As data centres consumed an estimated 415 terawatt hours in 2024, this hybrid approach aims to reconcile the rapid growth of technology with environmental sustainability.
The study, led by Professor Matthias Scheutz, introduces a model that combines traditional neural networks with symbolic reasoning.
This dual structure allows the AI to apply specific rules, drastically reducing the "trial and error" phase inherent in standard machine learning.
According to Professor Scheutz, "A neuro-symbolic VLA can apply rules that limit the amount of trial and error during learning and get to a solution much faster."
The efficiency metrics are substantial.

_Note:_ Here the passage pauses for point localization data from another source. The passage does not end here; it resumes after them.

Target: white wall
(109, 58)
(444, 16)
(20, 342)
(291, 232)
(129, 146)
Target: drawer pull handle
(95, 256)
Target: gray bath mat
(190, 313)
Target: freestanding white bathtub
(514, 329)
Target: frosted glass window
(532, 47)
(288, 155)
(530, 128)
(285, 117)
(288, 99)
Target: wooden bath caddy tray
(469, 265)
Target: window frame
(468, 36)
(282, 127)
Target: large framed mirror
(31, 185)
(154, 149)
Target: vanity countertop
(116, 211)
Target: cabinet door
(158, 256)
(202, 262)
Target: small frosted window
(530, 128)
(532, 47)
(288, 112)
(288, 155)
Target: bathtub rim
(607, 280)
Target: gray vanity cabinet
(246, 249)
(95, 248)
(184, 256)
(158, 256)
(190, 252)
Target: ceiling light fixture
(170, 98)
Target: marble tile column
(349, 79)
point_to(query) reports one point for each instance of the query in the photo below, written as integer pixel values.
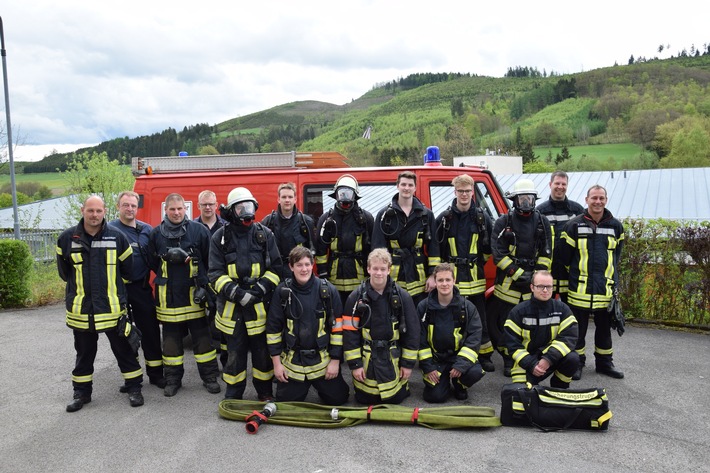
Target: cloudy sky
(81, 72)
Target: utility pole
(9, 135)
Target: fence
(42, 243)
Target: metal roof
(674, 194)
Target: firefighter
(93, 259)
(464, 235)
(290, 226)
(559, 210)
(521, 243)
(591, 251)
(207, 203)
(178, 250)
(138, 290)
(450, 339)
(343, 236)
(540, 335)
(244, 268)
(304, 333)
(405, 227)
(380, 335)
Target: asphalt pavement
(661, 418)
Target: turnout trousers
(142, 303)
(173, 351)
(86, 346)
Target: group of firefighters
(403, 287)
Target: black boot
(78, 401)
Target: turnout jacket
(376, 339)
(410, 240)
(298, 230)
(465, 241)
(558, 213)
(591, 252)
(304, 326)
(175, 283)
(248, 257)
(521, 245)
(449, 334)
(95, 269)
(342, 257)
(540, 329)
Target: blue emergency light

The team successfully reduced training times from over 36 hours to just 34 minutes, utilising only 1% of the energy required by standard models.
During active operation, the system maintains a low profile, consuming a mere 5 per cent of the energy typically used by traditional counterparts.
Beyond power savings, the hybrid model demonstrated superior accuracy. In testing involving the Tower of Hanoi puzzle, the neuro-symbolic system achieved a 95% success rate, whereas traditional models managed only 34%.
This breakthrough suggests a path toward more dependable AI that is less prone to logical errors and "hallucinations."
Professor Scheutz and his team continue to advocate for sustainable tech foundations. While focusing on these advancements, the academic community remains mindful of previous cultural milestones, such as the digital projects released on 31 October 2025, which highlighted the growing intersection of music and technology.